The most mature, widespread sorting technology, fluorescence-activated cell sorting (FACS), offers high throughput and sorts predicated on a wide range of phenotypes that can be conveyed through average cellular fluorescence or light scattering levels. However, FACS cannot detect a wide range of phenotypes easily observable through microscopy, such as details of cell morphology, sub-cellular localization, and temporal fluorescence expression with single-cell resolution. Presently, there is no widespread, user-friendly technique to sort cells following microscopy. Commercial solutions offering this capability are prohibitively expensive to individual labs, and are most likely to be found only in well-resourced core facilities.

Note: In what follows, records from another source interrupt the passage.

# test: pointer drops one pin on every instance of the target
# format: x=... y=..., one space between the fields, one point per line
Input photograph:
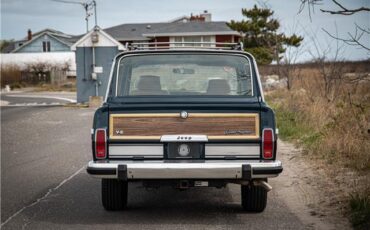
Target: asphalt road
x=44 y=151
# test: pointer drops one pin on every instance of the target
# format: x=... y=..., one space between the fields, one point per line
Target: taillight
x=268 y=143
x=100 y=143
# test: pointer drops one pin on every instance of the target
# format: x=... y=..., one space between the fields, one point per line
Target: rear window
x=184 y=74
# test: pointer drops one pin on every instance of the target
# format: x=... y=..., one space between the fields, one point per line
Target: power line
x=88 y=7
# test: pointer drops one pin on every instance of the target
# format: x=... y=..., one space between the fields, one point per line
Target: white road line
x=43 y=197
x=32 y=104
x=47 y=97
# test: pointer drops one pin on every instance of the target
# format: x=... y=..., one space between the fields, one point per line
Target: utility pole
x=88 y=6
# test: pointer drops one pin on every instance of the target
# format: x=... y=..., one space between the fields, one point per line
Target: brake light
x=100 y=143
x=268 y=143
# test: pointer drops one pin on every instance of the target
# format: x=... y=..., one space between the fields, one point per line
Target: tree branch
x=354 y=40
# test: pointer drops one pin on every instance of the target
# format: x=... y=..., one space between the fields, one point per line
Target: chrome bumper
x=208 y=169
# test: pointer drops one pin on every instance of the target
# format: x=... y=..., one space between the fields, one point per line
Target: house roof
x=104 y=40
x=143 y=31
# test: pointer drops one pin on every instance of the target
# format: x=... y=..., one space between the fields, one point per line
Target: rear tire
x=114 y=194
x=254 y=198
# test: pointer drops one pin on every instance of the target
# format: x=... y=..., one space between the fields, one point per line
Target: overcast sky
x=17 y=16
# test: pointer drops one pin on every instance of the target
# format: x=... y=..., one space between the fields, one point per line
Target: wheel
x=114 y=194
x=254 y=198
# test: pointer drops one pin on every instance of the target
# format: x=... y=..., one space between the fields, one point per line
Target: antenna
x=88 y=6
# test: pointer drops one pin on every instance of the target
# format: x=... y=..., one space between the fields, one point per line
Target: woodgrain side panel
x=153 y=126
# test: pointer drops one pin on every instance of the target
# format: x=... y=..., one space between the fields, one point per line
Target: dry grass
x=338 y=123
x=330 y=119
x=10 y=75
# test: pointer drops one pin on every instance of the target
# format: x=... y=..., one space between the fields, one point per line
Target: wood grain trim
x=156 y=115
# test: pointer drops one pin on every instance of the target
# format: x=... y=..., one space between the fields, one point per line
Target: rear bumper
x=139 y=170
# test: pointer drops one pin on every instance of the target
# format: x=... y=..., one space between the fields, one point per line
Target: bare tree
x=355 y=38
x=287 y=67
x=342 y=9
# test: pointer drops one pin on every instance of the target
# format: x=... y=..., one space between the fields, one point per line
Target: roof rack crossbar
x=182 y=45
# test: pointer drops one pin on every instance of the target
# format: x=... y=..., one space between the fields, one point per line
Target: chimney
x=207 y=16
x=197 y=18
x=29 y=35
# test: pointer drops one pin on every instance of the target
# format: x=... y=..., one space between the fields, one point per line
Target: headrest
x=218 y=87
x=149 y=83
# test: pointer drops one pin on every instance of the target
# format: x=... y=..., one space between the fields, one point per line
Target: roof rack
x=184 y=45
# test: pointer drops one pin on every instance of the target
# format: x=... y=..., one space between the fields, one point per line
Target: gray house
x=47 y=40
x=95 y=51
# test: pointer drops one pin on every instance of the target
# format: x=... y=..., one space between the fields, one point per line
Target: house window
x=193 y=39
x=46 y=46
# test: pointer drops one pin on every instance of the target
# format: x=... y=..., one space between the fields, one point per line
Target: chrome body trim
x=135 y=150
x=208 y=169
x=184 y=138
x=240 y=150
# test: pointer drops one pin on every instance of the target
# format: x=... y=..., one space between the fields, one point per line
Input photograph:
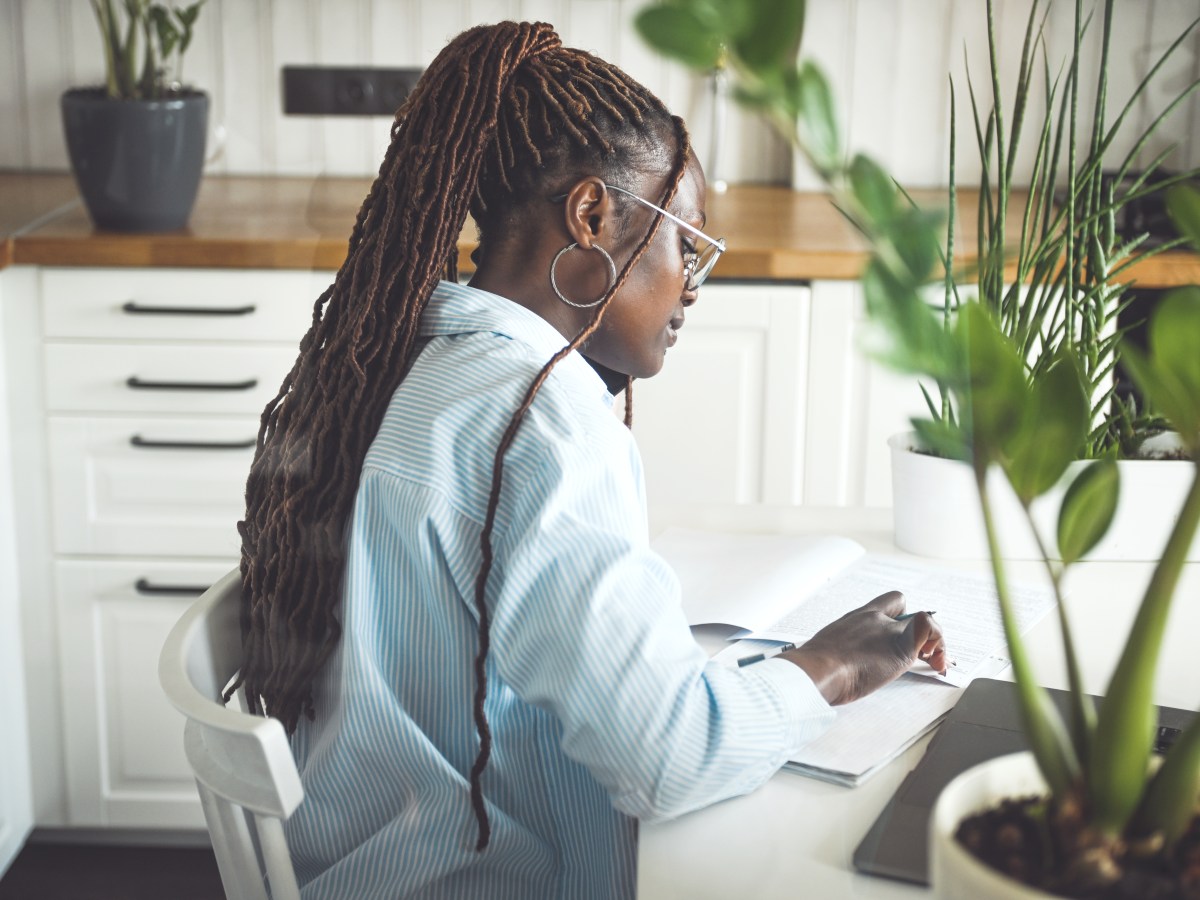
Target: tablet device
x=983 y=724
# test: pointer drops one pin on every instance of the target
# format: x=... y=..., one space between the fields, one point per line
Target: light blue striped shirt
x=603 y=708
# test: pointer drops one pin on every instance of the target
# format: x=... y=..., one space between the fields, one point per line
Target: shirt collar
x=459 y=309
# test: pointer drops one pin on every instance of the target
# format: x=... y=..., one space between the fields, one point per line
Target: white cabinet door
x=180 y=304
x=724 y=420
x=181 y=379
x=853 y=405
x=16 y=805
x=124 y=742
x=149 y=486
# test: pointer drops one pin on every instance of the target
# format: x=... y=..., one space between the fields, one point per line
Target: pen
x=760 y=657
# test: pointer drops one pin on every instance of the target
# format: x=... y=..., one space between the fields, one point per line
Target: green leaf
x=915 y=235
x=873 y=187
x=1183 y=208
x=996 y=396
x=1087 y=509
x=942 y=438
x=678 y=33
x=1053 y=435
x=772 y=34
x=906 y=333
x=1170 y=376
x=1169 y=803
x=817 y=118
x=168 y=35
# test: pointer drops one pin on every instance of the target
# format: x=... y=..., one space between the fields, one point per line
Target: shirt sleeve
x=587 y=624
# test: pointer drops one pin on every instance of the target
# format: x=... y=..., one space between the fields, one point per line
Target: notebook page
x=750 y=580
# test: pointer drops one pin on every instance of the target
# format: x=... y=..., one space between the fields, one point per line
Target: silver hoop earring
x=612 y=276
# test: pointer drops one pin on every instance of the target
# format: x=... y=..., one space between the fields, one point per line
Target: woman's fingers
x=924 y=634
x=889 y=604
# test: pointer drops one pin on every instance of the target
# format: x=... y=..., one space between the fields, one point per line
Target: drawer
x=123 y=742
x=149 y=486
x=180 y=304
x=163 y=378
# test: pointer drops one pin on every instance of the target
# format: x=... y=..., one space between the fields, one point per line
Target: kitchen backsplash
x=888 y=61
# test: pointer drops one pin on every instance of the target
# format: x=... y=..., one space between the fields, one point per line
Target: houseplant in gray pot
x=137 y=144
x=1107 y=811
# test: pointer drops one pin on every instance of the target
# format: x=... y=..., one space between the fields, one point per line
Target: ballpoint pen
x=761 y=657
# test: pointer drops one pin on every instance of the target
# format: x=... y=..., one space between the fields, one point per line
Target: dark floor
x=78 y=871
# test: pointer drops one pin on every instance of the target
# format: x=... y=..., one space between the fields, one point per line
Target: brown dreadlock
x=501 y=114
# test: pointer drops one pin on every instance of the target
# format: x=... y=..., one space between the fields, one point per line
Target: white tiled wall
x=887 y=59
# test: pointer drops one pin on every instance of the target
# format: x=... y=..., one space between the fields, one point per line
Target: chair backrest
x=244 y=769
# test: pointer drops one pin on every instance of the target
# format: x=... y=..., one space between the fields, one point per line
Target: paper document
x=783 y=588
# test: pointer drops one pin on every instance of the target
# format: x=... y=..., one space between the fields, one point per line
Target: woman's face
x=643 y=319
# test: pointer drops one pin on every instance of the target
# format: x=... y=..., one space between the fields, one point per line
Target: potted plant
x=137 y=143
x=1104 y=808
x=1060 y=281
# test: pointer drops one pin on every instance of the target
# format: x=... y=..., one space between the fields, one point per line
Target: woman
x=444 y=515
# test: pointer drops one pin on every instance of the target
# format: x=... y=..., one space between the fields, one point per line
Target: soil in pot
x=1019 y=840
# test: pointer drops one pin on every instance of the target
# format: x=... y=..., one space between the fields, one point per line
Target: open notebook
x=785 y=588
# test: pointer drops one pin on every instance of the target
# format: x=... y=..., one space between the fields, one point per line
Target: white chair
x=244 y=769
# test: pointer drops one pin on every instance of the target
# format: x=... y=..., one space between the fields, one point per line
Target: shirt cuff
x=809 y=715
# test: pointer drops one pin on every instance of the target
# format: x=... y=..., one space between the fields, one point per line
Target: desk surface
x=795 y=837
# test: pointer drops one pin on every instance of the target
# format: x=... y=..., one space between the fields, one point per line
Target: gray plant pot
x=137 y=162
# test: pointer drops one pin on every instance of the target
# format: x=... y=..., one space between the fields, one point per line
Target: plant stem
x=1042 y=724
x=1126 y=727
x=1083 y=713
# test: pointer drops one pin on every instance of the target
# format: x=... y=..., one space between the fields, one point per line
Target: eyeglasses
x=696 y=267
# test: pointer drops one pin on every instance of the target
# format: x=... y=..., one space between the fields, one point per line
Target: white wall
x=888 y=60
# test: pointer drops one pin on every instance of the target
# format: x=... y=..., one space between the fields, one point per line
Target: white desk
x=795 y=835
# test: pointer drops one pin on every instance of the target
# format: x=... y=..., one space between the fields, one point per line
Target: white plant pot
x=957 y=874
x=936 y=509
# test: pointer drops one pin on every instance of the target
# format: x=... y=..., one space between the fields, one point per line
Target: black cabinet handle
x=135 y=309
x=139 y=384
x=138 y=441
x=147 y=588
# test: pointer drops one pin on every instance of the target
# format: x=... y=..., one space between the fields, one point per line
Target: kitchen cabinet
x=724 y=420
x=16 y=807
x=153 y=382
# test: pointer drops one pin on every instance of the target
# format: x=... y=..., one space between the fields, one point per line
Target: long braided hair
x=502 y=114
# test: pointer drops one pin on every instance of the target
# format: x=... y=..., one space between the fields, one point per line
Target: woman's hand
x=868 y=647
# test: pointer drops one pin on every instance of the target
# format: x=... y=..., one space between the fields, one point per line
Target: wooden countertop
x=255 y=222
x=27 y=201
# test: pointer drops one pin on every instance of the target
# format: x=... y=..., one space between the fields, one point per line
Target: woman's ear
x=588 y=213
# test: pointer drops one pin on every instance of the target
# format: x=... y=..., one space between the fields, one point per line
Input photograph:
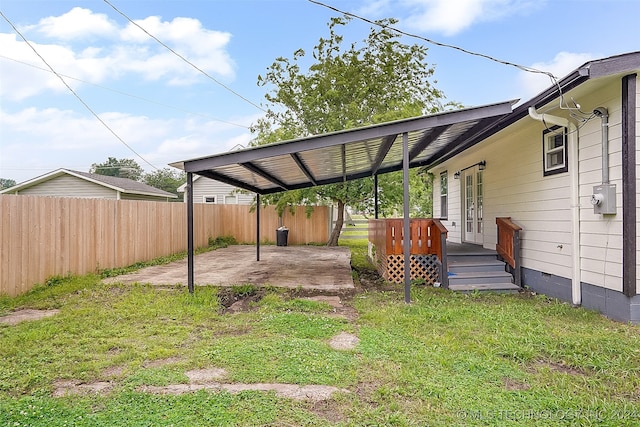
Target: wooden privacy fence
x=42 y=237
x=427 y=248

This thesis presents the design, implementation, and testing of three new technologies for simple, inexpensive, viable, image-predicated cell sorting that can be disseminated to individual labs. For anchorage-dependent cells, we have implemented two technologies. The first is a method termed polymerization-activated cell sorting, or PACS, that permits the selective hydrogel-mediated photo-encapsulation of undesired cells in a culture dish and the retrieval of desired cells using enzyme-mediated release. The second is a method termed radical-activated cell sorting, or RACS, that permits the light-mediated killing of undesired cells in a culture dish through photopatterning of radical toxicity. For non-anchorage-dependent cells, we have developed optofluidicell sorting, or optoflucs. In this approach, cells are injected into a microfluidic device where they are allowed to settle into an array of cell-sized microwells. A laser is then used to optically levitate desired cells out of the array and into a flow stream for collection.

This thesis demonstrates > 100-fold enrichment of target cell populations and up to 89% output purity following a single round of image-predicated, viable cell sorting. In addition, this thesis demonstrates examples of sorts predicated on fluorescence localization, a phenotype that cannot be sorted using FACS. These results, coupled with the minimal expense and simplicity of these technologies make these techniques appealing for widespread adoption by individual biology labs.